History of medicine, without the hype
Buried Remedy
Some treatments were resisted before they were accepted. Many famous "suppressed cure" stories collapse under trial evidence. This archive exists to tell those two facts at the same time.
The archive is organized by evidentiary status.
The point is not to defend mainstream medicine reflexively, and not to romanticize every rejected remedy. A useful archive has to keep categories separate: vindicated observations, failed cures, unresolved research, and the social machinery that shapes what gets studied.
How treatments get buried
Real mechanisms: wrong paradigms, publication bias, weak incentives, safety scandals, and regulatory cost. This is the core framework for the archive.
Vindicated case files
Examples where an old idea, an ignored observation, or an unfashionable line of research later became part of modern medicine.

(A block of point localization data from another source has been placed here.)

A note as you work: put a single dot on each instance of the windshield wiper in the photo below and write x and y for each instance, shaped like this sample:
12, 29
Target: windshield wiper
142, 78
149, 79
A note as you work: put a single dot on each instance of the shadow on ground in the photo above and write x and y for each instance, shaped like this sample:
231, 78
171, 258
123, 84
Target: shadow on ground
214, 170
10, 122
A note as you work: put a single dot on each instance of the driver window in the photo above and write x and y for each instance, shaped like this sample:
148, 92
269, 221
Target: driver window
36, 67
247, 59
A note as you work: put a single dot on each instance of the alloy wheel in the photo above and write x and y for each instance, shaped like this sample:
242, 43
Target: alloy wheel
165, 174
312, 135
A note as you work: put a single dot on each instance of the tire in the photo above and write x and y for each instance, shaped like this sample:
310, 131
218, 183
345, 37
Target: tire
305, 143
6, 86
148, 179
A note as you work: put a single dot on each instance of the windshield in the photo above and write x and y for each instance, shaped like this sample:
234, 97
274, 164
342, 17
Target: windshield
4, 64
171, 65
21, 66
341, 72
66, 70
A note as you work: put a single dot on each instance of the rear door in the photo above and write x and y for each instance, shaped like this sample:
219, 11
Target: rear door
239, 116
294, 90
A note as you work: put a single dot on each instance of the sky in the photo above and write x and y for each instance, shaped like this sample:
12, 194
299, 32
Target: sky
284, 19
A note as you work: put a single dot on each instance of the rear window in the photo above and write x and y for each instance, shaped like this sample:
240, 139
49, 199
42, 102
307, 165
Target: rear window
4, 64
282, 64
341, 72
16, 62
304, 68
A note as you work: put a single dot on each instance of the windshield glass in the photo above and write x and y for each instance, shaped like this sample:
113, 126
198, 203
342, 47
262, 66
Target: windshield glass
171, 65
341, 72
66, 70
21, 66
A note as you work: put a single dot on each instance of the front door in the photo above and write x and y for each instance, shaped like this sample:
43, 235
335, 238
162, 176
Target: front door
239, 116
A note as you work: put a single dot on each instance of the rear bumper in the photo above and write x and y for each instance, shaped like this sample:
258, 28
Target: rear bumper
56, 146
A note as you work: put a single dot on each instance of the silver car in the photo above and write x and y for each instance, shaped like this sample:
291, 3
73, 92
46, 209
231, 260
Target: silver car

Disproven suppression claims
Examples where the evidence does not support the advertised cure story, even when the political history is real.
Contested and open cases
Therapies with plausible mechanisms, partial evidence, or active trials, but not enough evidence for broad claims.
Reader toolkit
A practical method for testing a buried-cure claim without defaulting to either dismissal or belief.
Annotated sources
Primary evidence, reviews, official records, and medical-history references used across this site.
What counts as "buried"?
A treatment can be buried for ordinary reasons: it has no sponsor, it is hard to standardize, it does not fit the theory of the time, or early evidence was too messy to persuade clinicians. It can also be "buried" because it did not work. The word is a research question, not a verdict.
This site uses a simple rule. A claim must be placed in the strongest category the evidence can support and no stronger. Helicobacter pylori and ulcers belongs in the vindicated archive because the causal claim survived microbiology, treatment studies, and Nobel-level historical review. Laetrile belongs in the disproven archive because the National Cancer Institute records no anticancer activity in human clinical trials and documents cyanide-like toxicity risks. Phage therapy belongs in the contested archive because it is scientifically plausible and clinically active, but many uses remain investigational.
The archive also treats suppression narratives as claims that need evidence. A regulatory ban, a patent problem, or professional resistance can be real without proving that a therapy works. Conversely, a treatment can work even if no one plotted against it. The useful question is narrower: what was claimed, what evidence existed at the time, what evidence exists now, and what incentive or institutional forces shaped the record?
For cancer-related claims, the threshold is deliberately strict. No page here endorses an unproven cancer treatment. The disproven section links to deeper archives, including the separate Hoxsey history site at hoxseyformula.com, while keeping the evidence judgment distinct from the historical story.